The dirt here is shallow—bottomed by pre-Cambrian bedrock—and when the thick cluster of molten omnimetal struck, it splashed back. So there are scalloped patches and bright rivulets underfoot, like ice melt. And so there are waves, like those frozen on the Superior shore every January. And so there are trees—some fallen, others upright—that are mostly sleeved in metal, some with leaves still unfolding from their unvarnished branches. He spots one that’s already turned red, anticipating fall.
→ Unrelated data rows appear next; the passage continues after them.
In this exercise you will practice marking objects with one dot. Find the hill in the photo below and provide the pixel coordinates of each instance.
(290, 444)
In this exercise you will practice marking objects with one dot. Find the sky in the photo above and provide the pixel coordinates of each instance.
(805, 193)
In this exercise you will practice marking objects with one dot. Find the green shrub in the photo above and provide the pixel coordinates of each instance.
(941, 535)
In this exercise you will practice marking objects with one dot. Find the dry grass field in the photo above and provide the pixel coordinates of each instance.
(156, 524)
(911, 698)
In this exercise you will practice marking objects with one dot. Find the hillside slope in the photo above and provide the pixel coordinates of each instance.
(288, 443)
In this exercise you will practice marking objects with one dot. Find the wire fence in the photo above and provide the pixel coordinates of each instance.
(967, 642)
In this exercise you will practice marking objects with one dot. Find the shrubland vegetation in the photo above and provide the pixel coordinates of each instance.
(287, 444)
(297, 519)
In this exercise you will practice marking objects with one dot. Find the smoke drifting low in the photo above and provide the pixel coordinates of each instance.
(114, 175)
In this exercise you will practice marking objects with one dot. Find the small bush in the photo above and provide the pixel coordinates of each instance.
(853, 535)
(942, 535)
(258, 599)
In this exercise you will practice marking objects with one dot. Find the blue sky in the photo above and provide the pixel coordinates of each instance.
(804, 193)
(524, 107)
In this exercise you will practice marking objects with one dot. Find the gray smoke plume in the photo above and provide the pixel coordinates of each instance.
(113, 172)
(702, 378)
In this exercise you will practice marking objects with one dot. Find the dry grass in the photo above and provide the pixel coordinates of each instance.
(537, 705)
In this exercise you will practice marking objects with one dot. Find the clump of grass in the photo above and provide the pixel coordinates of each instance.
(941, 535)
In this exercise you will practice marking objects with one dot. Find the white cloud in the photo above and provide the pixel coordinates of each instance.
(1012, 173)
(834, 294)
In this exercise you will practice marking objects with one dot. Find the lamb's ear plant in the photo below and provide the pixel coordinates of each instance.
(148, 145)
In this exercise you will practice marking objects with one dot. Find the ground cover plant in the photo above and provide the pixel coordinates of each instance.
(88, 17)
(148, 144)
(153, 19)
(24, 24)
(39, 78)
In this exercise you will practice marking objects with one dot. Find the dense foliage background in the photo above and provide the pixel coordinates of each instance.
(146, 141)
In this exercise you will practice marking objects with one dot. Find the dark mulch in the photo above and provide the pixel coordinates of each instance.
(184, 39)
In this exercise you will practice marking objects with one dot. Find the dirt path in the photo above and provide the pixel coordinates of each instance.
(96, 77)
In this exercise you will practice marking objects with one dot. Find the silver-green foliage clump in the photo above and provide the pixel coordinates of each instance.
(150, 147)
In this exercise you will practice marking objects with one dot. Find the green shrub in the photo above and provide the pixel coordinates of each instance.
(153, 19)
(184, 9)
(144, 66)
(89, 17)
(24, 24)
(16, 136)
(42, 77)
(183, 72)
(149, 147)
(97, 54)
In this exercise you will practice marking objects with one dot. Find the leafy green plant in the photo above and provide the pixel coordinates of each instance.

But the view is interrupted, for now, by a shantytown. Tents, hitched trailers, pop-up campers, vans, singlewides, shacks with corrugated plastic roofs, hastily built cabins with gaps between the logs. Here her followers live. The metal-eaters.
Smoke drifts by. Some of it smells pleasantly of pine and some of it burns his nose like battery acid. Space dust. People sit on lawn chairs and they stand in doorways and they peer from windows, watching as he passes. Most with eyes glowing. All wearing black.
Here is a larger outbuilding, what clearly was once a barn. The double doors are closed, but through the slats he can see light zapping. The sounds of a factory come from within. Drilling and scraping. The tumbling clatter of what might be a dryer full of stones. Several chimneys rise through the roof and expel a foul, spicy smoke that’s run through with blue sparks. Their kitchen.
His host leads him on a winding path through the structures, and he says, “And what was your name again?” and she says, “That doesn’t matter.”